Millimeter-Wave Retro-Directive Frequency Coded Lens by Curved One-Dimensional Photonic Crystal Resonator

Abstract

Innovating passive and chipless coded landmarks have recently emerged for high accuracy self-localization systems. Existing landmarks make use of the combination of retro-directive devices, corner reflectors and lenses, with a coding particle in order to give a high RCS response over a wide angle. In this paper, with a consideration of important practical parameters unappreciated in existing designs, we propose a wide-angle retro-directive frequency-coded lens by a curved one-dimensional Photonic Crystal (PhC) resonator. The proposed frequency-coded lens is made of two parts: a homogenous lens and a curved PhC resonator where the resonator is located along the lens focal line.
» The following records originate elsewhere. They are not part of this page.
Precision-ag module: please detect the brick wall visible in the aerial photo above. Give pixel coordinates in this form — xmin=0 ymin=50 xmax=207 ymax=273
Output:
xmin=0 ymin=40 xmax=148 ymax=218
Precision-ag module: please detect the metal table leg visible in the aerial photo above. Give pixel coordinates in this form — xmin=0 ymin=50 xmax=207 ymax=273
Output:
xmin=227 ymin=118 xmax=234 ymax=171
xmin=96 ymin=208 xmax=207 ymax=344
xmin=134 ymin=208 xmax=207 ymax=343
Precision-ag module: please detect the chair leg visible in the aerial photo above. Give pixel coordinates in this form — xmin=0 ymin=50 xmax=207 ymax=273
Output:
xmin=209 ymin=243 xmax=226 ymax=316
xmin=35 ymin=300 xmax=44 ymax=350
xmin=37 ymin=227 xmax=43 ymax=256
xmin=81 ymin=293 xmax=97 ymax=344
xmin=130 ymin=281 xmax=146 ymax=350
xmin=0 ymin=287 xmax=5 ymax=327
A frequency coding is used, where the presence or absence of a notch frequency in a specified information channel encodes an information bit. A PhC resonator provides unique advantages over existing coding particles due to its continuity along the lens focal line which creates a stable ID appearance over wide-angle. In addition, the potential of coding in its volume, rather than on the surface, entitles to a high coding capacity. Two frequency-coded lenses with single and dual defect resonators are EM simulated, fabricated, and experimentally validated in the W-band (75 GHz-110 GHz). Simulated results show that a wide detection angle of 170° can be achieved where the tag ID is maintained over all angles. A wide retro-directivity of 80° and 60° is experimentally demonstrated for frequency-coded lenses by a single defect (single notch) and a dual defect (double notch) PhC resonator, respectively.